On the other hand, Mars wouldn't contain a beauty "so strange, so alien" for Nadia and Ann if it were like the green of Earth. It forced Nadia, for example, to stop "understanding everything in terms of her past" (3.5.44). When green algae and trees are added to the palette, the characters stop to consider them all the more because they're so alien to the Martian landscape.
New Colors: Same Yinyang
But the contrast between red and green quickly moves beyond just the color palette of the landscape. It soon enters Martian society and its politics.
Those who follow Ann's view and believe Mars should be left alone are called Reds, while those that oppose her and stand with the likes of Sax Russell are called Greens. These two environmental, and ultimately political, stances oppose each other by being—what else?—opposites:
The reds say that the Mars that is already here is nature. But it is not nature, because it is dead. It is only rock. The greens tell this, and say they will bring nature to Mars with their terraforming. But that is not nature either, that is only culture. A garden, you know. An artwork. So neither way gets nature. There isn't such a thing as nature possible on Mars. (5.3.15)
As shown in the quote, by opposing each other, the two positions ultimately cause the other side's false understandings to, again, pop. But the opposite is true as well: when standing in opposition, they strengthen the resolve of the other side with the same speeches they use to defend their own. So red and green represent opposition as much as they represent bounded-ness, then. When it comes to the Reds and Greens, they're dependent on each other for their own individual existences.

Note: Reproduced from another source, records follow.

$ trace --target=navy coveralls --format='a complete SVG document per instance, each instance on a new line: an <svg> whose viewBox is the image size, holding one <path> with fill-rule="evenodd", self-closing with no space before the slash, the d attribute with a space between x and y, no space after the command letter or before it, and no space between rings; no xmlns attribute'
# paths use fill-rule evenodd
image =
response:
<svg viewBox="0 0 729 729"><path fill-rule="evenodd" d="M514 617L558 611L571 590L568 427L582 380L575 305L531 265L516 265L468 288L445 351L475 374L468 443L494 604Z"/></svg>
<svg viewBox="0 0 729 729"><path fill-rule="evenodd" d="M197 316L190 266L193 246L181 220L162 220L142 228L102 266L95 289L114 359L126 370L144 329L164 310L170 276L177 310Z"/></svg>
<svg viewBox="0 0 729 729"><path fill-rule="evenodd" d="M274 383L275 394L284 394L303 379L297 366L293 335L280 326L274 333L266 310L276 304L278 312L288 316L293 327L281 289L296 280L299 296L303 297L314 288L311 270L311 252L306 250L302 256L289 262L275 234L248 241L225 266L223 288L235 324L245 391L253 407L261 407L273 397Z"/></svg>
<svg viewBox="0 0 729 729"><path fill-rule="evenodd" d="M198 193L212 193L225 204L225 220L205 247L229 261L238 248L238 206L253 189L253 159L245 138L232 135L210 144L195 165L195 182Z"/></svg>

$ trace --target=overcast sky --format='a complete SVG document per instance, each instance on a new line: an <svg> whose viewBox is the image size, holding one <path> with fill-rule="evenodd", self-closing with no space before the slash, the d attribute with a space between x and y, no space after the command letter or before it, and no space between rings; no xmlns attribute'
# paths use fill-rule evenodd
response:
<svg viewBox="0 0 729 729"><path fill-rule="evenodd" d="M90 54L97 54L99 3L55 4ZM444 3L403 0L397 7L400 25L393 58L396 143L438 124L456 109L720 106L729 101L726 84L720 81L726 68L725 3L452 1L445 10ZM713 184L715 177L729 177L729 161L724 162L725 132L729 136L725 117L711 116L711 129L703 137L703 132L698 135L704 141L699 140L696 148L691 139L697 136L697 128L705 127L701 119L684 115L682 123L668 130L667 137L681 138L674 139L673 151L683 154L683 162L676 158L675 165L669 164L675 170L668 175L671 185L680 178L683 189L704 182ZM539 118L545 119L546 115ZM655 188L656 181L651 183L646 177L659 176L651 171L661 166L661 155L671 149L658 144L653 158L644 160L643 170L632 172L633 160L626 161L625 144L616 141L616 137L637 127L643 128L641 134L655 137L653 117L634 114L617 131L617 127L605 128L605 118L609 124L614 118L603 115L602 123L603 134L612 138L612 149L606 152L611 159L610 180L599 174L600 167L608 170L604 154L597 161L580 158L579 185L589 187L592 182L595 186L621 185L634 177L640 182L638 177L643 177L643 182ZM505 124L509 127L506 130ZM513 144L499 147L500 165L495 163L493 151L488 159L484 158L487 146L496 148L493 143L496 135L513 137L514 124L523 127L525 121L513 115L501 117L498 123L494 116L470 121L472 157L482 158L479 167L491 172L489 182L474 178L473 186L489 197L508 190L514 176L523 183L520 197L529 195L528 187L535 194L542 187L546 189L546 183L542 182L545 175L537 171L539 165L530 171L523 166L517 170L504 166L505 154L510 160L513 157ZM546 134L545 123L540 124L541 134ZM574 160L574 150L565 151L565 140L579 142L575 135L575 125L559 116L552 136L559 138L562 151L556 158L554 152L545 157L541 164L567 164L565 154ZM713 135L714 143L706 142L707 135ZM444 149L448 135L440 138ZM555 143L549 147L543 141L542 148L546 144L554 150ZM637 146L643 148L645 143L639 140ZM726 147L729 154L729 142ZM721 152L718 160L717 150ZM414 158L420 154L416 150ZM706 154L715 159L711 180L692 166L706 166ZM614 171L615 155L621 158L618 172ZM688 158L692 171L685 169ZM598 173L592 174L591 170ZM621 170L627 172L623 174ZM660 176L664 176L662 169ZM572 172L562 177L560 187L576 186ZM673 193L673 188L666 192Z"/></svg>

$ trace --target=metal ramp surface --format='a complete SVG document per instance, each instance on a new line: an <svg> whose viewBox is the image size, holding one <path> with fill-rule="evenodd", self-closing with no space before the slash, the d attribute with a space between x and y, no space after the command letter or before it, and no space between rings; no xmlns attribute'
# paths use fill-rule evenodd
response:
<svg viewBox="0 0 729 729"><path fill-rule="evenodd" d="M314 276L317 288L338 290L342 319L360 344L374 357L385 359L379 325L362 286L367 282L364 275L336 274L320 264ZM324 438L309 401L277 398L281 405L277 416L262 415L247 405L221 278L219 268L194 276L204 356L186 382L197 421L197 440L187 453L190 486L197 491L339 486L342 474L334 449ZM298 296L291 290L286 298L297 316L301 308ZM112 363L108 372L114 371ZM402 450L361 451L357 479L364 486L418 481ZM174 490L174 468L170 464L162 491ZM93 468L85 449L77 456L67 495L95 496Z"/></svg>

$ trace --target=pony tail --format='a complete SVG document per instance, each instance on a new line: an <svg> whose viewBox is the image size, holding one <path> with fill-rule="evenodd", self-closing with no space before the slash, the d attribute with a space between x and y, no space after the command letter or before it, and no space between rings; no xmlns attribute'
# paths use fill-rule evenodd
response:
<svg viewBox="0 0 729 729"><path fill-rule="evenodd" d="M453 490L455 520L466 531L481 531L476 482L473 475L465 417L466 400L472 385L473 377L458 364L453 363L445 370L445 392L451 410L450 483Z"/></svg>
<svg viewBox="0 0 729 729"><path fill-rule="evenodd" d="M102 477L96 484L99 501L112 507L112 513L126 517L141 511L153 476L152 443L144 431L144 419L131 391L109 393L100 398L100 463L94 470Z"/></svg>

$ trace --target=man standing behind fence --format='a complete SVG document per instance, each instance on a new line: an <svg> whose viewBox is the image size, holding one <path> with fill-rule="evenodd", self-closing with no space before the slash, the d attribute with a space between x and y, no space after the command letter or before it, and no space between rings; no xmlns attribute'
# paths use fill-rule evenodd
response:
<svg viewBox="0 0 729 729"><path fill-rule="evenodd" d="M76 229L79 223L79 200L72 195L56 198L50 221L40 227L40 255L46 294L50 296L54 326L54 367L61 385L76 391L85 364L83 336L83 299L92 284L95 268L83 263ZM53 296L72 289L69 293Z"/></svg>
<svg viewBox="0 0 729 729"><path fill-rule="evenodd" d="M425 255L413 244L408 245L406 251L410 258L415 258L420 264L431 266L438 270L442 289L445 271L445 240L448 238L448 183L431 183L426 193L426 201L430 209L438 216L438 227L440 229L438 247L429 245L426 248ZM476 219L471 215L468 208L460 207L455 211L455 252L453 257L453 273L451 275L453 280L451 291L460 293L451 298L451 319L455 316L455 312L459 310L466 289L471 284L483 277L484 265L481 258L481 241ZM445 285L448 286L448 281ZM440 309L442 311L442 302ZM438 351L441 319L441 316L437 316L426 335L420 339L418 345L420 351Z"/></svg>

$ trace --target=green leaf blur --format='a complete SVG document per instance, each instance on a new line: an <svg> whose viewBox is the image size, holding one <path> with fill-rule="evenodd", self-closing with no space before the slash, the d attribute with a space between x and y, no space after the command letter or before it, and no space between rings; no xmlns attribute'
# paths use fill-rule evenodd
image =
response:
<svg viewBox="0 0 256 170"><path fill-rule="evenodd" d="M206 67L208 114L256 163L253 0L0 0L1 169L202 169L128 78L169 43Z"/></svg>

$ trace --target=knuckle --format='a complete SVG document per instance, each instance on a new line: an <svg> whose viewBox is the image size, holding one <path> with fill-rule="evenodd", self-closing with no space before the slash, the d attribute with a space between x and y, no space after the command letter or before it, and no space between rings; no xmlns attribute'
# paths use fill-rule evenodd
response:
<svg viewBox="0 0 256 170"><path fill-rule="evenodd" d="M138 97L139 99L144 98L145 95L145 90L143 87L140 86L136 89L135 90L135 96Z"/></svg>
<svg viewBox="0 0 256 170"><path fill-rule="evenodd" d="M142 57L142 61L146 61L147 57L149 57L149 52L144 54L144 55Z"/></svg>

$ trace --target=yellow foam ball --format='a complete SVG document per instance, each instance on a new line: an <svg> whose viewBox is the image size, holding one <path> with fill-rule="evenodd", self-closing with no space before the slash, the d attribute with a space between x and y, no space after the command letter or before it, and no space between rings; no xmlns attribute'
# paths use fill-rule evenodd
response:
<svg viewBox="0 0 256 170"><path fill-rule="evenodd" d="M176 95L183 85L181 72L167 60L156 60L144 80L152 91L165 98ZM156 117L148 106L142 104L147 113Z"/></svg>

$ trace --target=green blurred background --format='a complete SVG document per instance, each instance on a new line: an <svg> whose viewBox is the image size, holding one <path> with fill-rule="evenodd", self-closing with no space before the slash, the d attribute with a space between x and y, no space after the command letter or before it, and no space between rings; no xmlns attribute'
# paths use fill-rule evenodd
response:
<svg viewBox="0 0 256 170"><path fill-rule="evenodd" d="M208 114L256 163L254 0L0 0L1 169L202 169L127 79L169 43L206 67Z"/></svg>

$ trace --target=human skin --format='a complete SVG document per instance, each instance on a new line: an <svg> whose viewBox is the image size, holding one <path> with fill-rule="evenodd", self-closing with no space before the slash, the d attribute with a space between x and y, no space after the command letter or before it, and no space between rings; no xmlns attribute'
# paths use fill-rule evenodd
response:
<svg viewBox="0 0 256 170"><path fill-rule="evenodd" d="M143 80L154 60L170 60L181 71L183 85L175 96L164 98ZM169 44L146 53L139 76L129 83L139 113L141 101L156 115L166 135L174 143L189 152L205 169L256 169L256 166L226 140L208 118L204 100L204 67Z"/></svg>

Like any good yin and yang system, red and green—whether represented in the contrast of mineral/organism or political camps—must oppose each other because they're opposites. But the very thing they oppose is also a requirement for survival. Without one, the other would no longer exist.
Blend Red and Green…
… And you get brown. But when red and green represent politics and philosophy, you get something a little more complex than just another color.
Hiroko develops a religion called areophany. The principle concept behind the religion is viriditas or "greening power." According to Michel, viriditas combines "fully red and fully green at one and the same time" (4.2.86). So we see in Hiroko an attempt to combine the opposites into something whole, lacking in division and more powerful as a result.
Unfortunately, we don't get to see much of areophany, or viriditas, in the novel since Hiroko and her ideals go into hiding early on and only show up from time to time. As a result, we only get a few glimpses of viriditas, and these glimpses don't exactly solve the mystery of what it is. If anything, the mystery only deepens.
But the novel's ending suggests Hiroko was on the right track. Neither the red nor green political movements set Mars on the right track, either socially or politically. In fact, the battle of opposite philosophies straight-up wrecks the place, and at the end of the revolution, the remaining First Hundred seek refugee with Hiroko, the person who blended the two philosophies together.
This ending suggests two things. First, that in blending red and green philosophies, Hiroko has identified the best chance Mars has for fixing its problems. And second, Robinson's going to need to write a sequel to explore this issue. And, guess what? A sequel there is.